Rajayer SR, Jacob A, Yang WL, Zhou M, Chaung W, Wang P - PLoS ONE (2013)

Bottom Line: At 5 h after alcohol, a significant increase of 53% in the brain of CIRP mRNA was observed and its expression remained elevated at 10 h and 15 h.From this we conclude that alcohol exposure activates microglia to produce and secrete CIRP and possibly induce pro-inflammatory response and thereby causing neuroinflammation.CIRP could be a novel mediator of alcohol-induced brain inflammation.

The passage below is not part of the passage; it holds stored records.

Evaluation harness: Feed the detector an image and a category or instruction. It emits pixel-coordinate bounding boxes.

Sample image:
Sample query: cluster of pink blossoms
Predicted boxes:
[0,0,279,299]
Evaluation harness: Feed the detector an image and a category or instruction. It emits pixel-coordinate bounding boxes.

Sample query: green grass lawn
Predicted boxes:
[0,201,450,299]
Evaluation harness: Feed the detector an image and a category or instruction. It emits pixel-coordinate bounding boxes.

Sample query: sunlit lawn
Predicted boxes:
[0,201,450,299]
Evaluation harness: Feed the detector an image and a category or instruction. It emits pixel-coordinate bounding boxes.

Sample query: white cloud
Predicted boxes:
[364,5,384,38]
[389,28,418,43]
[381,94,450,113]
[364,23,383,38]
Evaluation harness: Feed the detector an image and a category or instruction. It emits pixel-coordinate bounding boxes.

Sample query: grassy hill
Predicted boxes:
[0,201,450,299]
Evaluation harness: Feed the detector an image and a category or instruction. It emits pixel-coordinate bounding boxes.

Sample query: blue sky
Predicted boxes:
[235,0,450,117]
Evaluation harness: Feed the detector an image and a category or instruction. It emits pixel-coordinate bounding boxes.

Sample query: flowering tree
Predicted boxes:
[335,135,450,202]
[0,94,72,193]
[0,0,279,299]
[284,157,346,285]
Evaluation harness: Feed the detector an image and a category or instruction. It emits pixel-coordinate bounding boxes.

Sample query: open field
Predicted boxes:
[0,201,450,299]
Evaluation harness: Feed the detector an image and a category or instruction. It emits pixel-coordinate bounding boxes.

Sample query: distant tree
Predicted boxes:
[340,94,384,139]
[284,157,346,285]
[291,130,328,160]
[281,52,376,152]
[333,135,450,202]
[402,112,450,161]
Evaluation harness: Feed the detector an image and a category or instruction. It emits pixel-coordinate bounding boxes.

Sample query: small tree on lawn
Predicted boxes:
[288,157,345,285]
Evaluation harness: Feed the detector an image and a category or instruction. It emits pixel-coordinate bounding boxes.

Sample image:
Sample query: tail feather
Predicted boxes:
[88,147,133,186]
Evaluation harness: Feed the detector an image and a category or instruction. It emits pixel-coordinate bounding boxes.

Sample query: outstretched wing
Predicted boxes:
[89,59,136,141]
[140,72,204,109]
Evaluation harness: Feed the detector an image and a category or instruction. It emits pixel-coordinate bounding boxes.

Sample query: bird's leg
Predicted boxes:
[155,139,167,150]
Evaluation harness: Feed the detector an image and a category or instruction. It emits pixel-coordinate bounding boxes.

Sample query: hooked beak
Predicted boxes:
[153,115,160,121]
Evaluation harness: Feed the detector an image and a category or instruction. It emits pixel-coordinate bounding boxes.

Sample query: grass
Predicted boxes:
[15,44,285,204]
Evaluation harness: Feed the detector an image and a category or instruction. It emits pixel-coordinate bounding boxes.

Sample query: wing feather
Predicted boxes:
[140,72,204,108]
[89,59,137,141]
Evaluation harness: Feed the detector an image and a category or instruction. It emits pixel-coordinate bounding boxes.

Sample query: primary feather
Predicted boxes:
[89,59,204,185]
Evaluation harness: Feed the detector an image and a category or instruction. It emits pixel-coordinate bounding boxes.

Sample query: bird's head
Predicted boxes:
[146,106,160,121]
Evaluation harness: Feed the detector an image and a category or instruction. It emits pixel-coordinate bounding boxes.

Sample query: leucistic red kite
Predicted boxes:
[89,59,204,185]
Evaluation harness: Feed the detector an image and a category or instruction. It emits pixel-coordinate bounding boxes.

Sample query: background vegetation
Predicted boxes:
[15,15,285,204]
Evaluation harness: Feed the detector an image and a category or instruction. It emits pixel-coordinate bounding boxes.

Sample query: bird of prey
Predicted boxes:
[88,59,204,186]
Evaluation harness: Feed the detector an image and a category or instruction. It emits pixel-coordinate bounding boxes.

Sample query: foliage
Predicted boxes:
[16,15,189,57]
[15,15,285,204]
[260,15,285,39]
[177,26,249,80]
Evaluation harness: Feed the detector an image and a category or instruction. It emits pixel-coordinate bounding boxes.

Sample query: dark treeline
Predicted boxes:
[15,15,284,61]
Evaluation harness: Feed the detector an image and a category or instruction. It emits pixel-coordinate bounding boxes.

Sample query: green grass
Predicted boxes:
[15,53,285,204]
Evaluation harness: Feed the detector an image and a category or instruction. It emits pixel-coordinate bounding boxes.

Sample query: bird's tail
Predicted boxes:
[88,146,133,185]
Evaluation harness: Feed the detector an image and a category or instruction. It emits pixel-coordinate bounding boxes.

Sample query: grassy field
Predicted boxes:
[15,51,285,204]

View Article: PubMed Central - PubMed

Affiliation: Department of Surgery, Hofstra North Shore-LIJ School of Medicine, Manhasset, New York, United States of America.

ABSTRACT
Binge drinking has been associated with cerebral dysfunction. Ethanol induced microglial activation initiates an inflammatory process that causes upregulation of proinflammatory cytokines which in turn creates neuronal inflammation and damage. However, the molecular mechanism is not fully understood. We postulate that cold-inducible RNA-binding protein (CIRP), a novel proinflammatory molecule, can contribute to alcohol-induced neuroinflammation. To test this theory male wild-type (WT) mice were exposed to alcohol at concentrations consistent to binge drinking and blood and brain tissues were collected. At 5 h after alcohol, a significant increase of 53% in the brain of CIRP mRNA was observed and its expression remained elevated at 10 h and 15 h. Brain CIRP protein levels were increased by 184% at 10 h and remained high at 15 h. We then exposed male WT and CIRP knockout (CIRP(-/-)) mice to alcohol, and blood and brain tissues were collected at 15 h post-alcohol infusion. Serum levels of tissue injury markers (AST, ALT and LDH) were significantly elevated in alcohol-exposed WT mice while they were less increased in the CIRP(-/-) mice. Brain TNF-α mRNA and protein expressions along with IL-1β protein levels were significantly increased in WT mice, which was not seen in the CIRP(-/-) mice. In cultured BV2 cells (mouse microglia), ethanol at 100 mM showed an increase of CIRP mRNA by 274% and 408% at 24 h and 48 h respectively. Corresponding increases in TNF-α and IL-1β were also observed. CIRP protein levels were markedly increased in the medium, suggesting that CIRP was secreted by the BV2 cells. From this we conclude that alcohol exposure activates microglia to produce and secrete CIRP and possibly induce pro-inflammatory response and thereby causing neuroinflammation. CIRP could be a novel mediator of alcohol-induced brain inflammation.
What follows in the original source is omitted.